Nicht ganz was ich erwartet hatte, aber trotzdem klasse

Du stirbst nicht allein - Tammy Cohen

Du stirbst nicht allein
von Tammy Cohen

Bewertet mit 4.5 Sternen

Im Norden Londons werden über Jahre hinweg immer wieder kleine Mädchen ermordet aufgefunden. Der Täter ist noch auf freiem Fuß. Dies belastet nicht nur die Familien der Opfer, sondern beschäftigt auch Polizei und Presse. Wird der Mörder erneut zuschlagen, was geschieht mit den Opferfamilien?

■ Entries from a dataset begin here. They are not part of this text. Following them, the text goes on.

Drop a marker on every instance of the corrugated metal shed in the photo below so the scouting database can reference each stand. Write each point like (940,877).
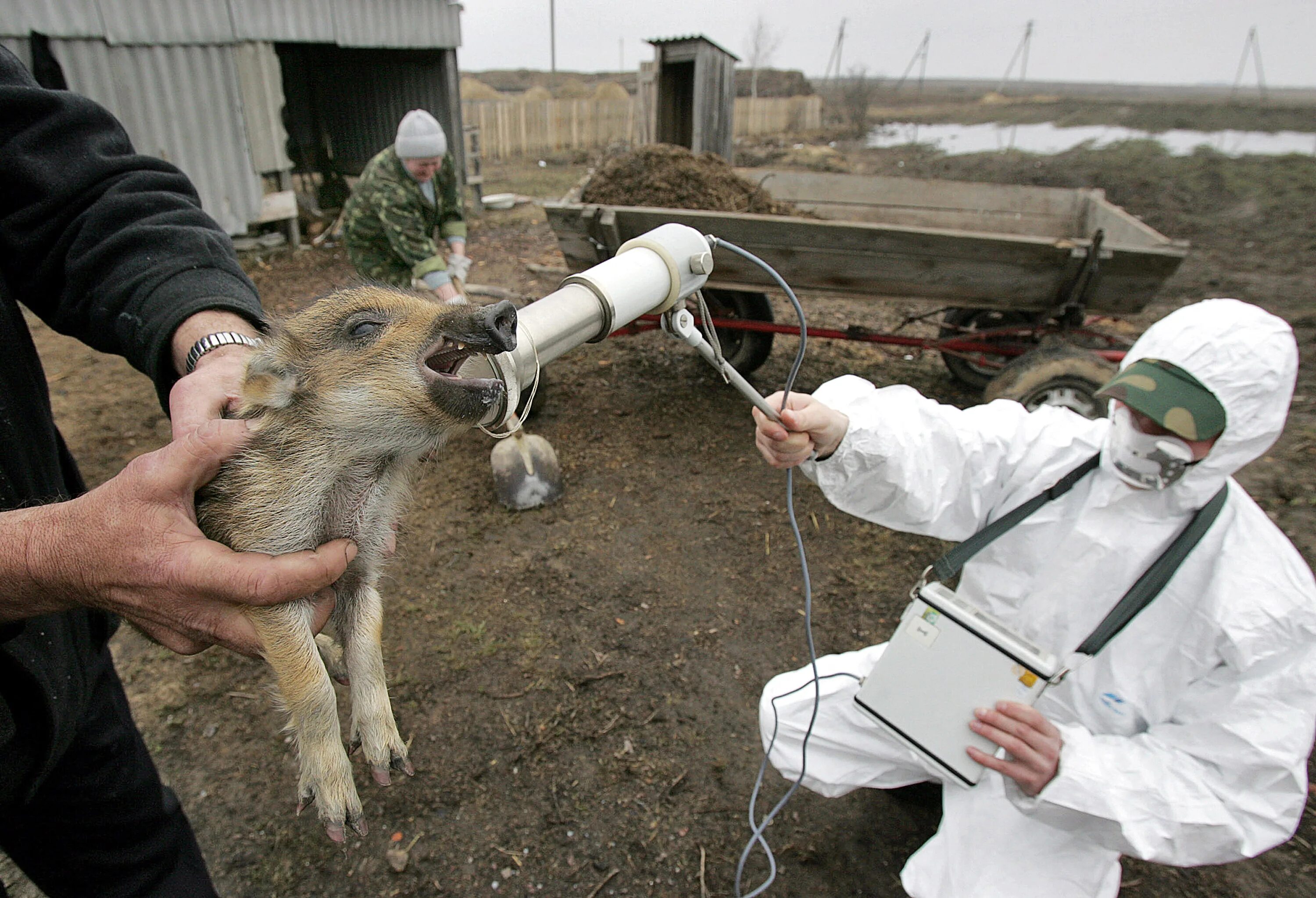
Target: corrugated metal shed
(166,22)
(179,103)
(431,24)
(64,19)
(18,47)
(397,24)
(198,82)
(307,22)
(262,104)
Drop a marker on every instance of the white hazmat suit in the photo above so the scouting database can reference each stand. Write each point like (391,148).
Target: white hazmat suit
(1186,738)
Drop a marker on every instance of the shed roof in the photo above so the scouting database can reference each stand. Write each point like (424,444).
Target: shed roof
(347,23)
(658,41)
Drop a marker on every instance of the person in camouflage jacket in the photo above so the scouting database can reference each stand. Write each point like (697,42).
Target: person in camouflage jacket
(404,194)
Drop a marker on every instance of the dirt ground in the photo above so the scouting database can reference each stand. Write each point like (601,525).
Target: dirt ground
(579,684)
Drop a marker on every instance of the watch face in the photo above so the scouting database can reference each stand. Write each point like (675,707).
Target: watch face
(214,341)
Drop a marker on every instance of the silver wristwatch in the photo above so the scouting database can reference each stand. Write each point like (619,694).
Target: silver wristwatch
(216,340)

Das Buch war nicht exakt das was ich mir davon versprochen habe, aber es hat mich trotzdem vollkommen überzeugt. Im Fokus steht zunächst einmal der psychologische Anteil, erst gegen Ende starten die „richtigen“ Ermittlungen. Wie gehen die Familien mit dem schrecklichen Verlust um? Wie ist es für Polizisten und auch Pressevertreter sich in dem Umfeld zu bewegen? Die Autorin schreibt flüssig, interessant und schafft es beständig Spannung aufzubauen.  Einzig der Beginn war etwas schwierig, bis man die einzelnen Familien auseinanderhalten kann. Während der ersten 100 Seiten erwischte ich mich häufig dabei, erst mal überlegen zu müssen, wer da gerade spricht und in welcher Beziehung er zur Mordserie steht. Hier war auch der Umgang mit dem offensichtlichen Täter sehr gut gelungen. Durch die Einblicke in den Journalismus und den Polizeiapparat wird das Bild gekonnt abgerundet.  Zahlreiche Details machen die Geschichte authentischer, den Schrecken greifbarer und lassen fast einen voyeuristischen Blick auf die Morde, sowie das Zerbrechen einzelner Personen und Familien. Gibt es Hoffnung? Wird der Täter überführt oder kann er weiter morden? Die Thematik ist nicht ohne und nicht selten schockt das Buch, weil die Emotionen der Erzähler so echt erscheinen.

Lange Zeit tappte ich im Dunklen, konnte nicht so ganz die Hintergründe der Serie verstehen. Erst im letzten Drittel haben sich dann die subtilen Hinweise so verdichtet, dass zumindest der geübte Thrillerleser weiß, wie es enden wird. Naja, er wird wahrscheinlich richtig vermuten, aber wirklich wissen? Oder war die Idee vom Beginn vielleicht richtig? Vielleicht aber auch gar nichts davon? Dieses ständige Überlegen, was richtig sein könnte, ließ mich kaum das Buch aus den Händen legen. Irgendwann muss man einfach wissen, was da gespielt wird. Ich finde die Autorin legt extrem gute Fährten und vor allem verzettelt sie sich nicht. Am Ende werden alle losen Fäden geschickt und ansprechend verknüpft.

Ein Thriller ist das Buch für meine Begriffe nicht, aber als Spannungsroman oder Drama ist es sehr unterhaltsam und gut fand ich auch, dass die Autorin ohne brutale Schilderungen auskommt. Es war mein erstes Buch dieser Autorin, aber sicher nicht mein letztes.